Os desembargadores da 7ª Câmara Criminal negaram quatro pedidos de habeas-corpus impetrados por advogados do cantor Marcelo Pires Vieira, o Belo. Para o relator Cármine Savino Filho, não houve constrangimento ilegal na prisão do cantor. Ele entendeu ainda que o Ministério Público apresentou indícios suficientes do envolvimento de Belo com o tráfico de drogas, que justificam a prisão do artista.
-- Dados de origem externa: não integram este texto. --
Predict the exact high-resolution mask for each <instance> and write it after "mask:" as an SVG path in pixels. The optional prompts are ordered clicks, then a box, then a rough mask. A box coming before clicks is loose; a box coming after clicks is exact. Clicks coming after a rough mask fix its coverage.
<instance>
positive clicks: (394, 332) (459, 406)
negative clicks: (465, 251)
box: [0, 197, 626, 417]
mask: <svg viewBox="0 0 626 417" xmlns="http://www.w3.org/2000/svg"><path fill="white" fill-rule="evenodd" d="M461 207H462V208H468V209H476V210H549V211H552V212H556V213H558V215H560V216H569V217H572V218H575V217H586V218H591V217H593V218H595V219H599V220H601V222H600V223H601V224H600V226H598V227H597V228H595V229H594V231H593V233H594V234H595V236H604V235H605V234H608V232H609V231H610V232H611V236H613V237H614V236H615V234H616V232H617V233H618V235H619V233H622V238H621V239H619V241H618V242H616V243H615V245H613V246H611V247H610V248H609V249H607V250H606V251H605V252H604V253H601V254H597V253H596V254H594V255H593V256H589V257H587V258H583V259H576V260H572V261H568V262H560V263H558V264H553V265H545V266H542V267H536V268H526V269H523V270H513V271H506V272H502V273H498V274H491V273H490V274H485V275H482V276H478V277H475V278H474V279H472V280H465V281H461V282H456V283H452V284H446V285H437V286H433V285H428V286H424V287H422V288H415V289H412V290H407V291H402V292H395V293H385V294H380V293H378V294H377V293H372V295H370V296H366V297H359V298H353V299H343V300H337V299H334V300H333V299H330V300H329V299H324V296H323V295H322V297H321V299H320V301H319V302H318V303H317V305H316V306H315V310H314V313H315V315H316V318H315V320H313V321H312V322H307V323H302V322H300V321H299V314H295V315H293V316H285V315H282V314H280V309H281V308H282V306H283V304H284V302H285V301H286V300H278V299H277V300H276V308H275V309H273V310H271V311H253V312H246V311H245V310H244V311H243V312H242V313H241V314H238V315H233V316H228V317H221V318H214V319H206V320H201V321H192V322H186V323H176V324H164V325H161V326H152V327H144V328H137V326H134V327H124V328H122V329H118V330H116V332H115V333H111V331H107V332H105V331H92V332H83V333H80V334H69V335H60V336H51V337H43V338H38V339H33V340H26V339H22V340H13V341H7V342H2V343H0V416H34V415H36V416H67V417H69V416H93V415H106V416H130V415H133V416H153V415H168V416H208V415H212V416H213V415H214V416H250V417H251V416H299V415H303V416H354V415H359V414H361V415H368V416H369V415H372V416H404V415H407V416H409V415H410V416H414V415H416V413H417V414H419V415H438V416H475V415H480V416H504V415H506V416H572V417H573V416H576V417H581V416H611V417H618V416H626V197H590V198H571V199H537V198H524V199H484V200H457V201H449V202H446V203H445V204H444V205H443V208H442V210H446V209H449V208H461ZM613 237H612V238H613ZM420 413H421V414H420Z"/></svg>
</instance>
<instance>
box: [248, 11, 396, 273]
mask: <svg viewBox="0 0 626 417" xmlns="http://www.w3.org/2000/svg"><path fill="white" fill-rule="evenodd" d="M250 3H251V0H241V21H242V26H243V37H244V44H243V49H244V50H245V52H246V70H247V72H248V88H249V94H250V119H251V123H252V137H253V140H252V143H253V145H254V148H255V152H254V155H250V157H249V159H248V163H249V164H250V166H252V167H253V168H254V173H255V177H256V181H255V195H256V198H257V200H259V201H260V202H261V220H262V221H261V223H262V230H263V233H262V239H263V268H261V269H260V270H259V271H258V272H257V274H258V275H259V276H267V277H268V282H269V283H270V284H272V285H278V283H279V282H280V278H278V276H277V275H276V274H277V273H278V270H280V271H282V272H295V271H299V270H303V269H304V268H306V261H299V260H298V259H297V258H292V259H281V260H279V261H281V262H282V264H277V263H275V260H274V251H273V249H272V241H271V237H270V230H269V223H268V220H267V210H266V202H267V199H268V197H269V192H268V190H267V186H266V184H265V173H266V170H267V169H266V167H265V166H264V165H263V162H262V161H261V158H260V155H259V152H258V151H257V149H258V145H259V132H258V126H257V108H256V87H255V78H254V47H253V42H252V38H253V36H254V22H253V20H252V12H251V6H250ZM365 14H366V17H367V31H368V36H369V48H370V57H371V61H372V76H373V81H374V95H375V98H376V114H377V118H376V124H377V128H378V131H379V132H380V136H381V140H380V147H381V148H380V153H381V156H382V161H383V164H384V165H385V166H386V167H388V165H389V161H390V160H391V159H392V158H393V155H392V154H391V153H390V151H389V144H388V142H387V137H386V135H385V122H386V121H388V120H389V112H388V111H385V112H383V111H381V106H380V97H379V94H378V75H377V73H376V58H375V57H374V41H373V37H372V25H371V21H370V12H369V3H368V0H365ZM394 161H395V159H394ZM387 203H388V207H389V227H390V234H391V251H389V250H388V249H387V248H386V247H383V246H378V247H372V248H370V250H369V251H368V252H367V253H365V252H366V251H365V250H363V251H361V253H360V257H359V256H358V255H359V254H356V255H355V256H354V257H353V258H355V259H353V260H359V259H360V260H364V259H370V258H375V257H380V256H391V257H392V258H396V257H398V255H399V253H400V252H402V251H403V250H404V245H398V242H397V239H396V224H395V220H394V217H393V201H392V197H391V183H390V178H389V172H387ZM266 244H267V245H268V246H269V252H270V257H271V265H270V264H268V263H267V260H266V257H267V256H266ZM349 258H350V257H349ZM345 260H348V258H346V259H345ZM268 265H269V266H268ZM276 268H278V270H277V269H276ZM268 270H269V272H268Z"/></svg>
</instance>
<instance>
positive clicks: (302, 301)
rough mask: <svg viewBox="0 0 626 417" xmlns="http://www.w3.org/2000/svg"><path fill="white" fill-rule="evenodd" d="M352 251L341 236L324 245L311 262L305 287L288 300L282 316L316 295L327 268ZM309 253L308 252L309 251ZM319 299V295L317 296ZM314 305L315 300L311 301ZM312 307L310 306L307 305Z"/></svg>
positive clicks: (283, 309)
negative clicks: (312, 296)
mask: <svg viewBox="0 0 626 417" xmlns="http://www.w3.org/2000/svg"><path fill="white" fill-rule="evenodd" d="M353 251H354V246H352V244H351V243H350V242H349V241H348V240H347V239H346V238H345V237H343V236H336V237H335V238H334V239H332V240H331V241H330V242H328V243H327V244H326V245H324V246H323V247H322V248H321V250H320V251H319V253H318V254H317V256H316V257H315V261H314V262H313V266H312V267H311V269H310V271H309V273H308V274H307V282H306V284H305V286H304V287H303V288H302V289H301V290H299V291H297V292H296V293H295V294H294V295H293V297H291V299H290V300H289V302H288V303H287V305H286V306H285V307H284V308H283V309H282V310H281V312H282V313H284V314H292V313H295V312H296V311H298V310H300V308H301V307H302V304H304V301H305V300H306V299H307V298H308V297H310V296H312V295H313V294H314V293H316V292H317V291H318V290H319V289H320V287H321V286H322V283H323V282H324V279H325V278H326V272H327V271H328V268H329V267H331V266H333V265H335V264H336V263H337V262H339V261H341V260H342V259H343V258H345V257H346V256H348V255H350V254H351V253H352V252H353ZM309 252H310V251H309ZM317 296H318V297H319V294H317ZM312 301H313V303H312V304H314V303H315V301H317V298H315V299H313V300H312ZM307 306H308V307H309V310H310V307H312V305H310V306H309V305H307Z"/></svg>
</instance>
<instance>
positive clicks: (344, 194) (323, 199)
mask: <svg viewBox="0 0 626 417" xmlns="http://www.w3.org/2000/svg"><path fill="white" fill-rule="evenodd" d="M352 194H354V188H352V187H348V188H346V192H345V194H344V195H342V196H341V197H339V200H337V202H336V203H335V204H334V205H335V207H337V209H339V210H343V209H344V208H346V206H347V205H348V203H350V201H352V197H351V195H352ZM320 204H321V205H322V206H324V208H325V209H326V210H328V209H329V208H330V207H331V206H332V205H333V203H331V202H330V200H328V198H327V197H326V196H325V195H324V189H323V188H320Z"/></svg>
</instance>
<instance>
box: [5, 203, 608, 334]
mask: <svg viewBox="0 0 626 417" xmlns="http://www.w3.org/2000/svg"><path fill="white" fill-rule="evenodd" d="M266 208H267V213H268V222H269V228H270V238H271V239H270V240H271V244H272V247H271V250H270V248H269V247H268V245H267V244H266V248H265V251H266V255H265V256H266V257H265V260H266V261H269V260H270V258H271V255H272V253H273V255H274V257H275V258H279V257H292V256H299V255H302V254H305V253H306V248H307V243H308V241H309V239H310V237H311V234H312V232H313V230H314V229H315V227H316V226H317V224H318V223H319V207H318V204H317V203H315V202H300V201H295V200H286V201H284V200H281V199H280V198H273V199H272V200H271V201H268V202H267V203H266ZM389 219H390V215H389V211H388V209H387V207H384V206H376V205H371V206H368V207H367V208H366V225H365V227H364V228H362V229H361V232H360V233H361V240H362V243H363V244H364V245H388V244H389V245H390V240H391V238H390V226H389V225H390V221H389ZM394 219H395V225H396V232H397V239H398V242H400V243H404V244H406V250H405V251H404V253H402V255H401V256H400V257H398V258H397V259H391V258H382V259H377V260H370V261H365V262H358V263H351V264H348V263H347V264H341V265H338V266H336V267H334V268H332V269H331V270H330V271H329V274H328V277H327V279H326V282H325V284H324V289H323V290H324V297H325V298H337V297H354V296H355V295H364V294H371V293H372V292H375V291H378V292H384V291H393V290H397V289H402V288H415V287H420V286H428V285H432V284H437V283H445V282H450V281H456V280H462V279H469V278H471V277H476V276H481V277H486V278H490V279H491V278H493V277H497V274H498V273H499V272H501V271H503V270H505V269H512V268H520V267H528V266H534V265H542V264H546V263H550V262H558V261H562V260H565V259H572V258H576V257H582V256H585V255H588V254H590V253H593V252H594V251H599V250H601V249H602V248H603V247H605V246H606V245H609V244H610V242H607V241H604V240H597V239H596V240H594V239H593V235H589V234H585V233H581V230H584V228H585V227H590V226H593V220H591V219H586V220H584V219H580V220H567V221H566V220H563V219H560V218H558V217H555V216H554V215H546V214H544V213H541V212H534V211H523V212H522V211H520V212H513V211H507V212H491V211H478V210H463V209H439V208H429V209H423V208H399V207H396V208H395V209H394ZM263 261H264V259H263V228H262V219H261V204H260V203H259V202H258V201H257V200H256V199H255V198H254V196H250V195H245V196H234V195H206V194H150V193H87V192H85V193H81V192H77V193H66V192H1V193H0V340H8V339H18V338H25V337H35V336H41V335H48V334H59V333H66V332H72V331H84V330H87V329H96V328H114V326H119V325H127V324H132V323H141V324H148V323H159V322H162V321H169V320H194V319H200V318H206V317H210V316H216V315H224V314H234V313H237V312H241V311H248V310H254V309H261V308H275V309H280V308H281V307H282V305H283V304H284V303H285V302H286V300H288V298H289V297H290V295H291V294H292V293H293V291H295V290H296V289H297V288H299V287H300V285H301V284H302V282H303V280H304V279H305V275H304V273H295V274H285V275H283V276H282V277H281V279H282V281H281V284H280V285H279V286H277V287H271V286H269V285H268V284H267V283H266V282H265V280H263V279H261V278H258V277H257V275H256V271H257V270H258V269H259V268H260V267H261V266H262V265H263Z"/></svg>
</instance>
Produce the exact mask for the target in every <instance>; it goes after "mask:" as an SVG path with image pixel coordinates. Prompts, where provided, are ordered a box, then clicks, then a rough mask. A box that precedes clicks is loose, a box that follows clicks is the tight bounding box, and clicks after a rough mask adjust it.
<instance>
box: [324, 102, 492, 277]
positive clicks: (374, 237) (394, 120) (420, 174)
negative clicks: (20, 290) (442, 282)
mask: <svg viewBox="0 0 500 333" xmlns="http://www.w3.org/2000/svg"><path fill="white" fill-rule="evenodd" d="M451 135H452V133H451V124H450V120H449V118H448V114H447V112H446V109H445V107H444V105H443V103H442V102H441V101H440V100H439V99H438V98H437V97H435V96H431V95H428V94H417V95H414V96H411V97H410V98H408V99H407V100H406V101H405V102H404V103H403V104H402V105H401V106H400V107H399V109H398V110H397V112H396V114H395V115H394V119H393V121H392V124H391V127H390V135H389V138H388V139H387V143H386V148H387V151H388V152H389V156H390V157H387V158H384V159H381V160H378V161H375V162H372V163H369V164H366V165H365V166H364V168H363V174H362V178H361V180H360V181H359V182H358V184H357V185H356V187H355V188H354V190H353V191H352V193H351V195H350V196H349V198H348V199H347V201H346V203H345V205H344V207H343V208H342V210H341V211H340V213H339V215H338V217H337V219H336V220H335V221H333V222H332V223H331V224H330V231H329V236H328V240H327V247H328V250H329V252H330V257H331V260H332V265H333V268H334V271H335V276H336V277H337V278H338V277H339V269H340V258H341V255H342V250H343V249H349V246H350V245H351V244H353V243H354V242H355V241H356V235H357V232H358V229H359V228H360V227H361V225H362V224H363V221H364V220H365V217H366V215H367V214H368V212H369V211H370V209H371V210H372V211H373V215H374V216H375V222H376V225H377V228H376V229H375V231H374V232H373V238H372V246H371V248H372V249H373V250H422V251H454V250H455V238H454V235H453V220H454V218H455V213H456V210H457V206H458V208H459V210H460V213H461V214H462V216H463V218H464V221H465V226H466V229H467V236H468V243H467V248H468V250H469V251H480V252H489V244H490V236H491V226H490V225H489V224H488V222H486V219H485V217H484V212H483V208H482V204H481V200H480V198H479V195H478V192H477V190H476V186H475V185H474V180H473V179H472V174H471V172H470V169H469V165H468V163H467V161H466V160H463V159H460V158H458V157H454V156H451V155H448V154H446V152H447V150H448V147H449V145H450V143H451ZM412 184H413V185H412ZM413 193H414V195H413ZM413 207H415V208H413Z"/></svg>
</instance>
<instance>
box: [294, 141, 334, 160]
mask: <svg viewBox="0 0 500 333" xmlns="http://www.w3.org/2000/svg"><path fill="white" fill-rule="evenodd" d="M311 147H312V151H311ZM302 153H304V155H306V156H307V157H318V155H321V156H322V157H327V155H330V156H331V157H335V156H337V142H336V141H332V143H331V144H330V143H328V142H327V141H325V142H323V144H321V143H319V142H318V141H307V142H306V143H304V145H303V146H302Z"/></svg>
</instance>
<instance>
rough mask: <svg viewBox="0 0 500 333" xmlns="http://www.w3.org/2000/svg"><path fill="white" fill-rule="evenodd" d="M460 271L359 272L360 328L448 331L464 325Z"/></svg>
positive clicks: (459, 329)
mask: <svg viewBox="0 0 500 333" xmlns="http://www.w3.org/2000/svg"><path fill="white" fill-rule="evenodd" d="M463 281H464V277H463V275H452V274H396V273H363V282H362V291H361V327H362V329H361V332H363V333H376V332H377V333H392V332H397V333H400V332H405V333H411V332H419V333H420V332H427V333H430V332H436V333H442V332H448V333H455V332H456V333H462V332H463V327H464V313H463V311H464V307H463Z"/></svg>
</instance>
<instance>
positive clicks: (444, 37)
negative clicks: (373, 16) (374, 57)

Ministros do Supremo Tribunal Federal (STF) e do Superior Tribunal de Justiça (STJ) também negaram habeas-corpus ao pagodeiro Belo. Por razões processuais, a ministra Ellen Gracie, do STF, e o ministro Félix Fischer, do STJ, consideraram que o caso tem de ser analisado primeiramente pela Justiça carioca para, posteriormente, ser encaminhado aos tribunais de Brasília.O pedido despachado por Ellen Gracie foi encaminhado ao Supremo pelo advogado paulista Irineu Güidolin. Ele alegou que não existe uma "prova robusta" contra Belo e que o pagodeiro tem bons antecedentes e residência fixa, além de não representar risco para a sociedade.No STJ, os advogados do cantor apresentaram argumentos semelhantes. Disseram que ele tem residência fixa, emprego, bons antecedentes, o que lhe garantiria o direito de responder ao processo em liberdade. Félix Fischer afirmou que se atendesse ao pedido da defesa de Belo estaria suprimindo instâncias da Justiça.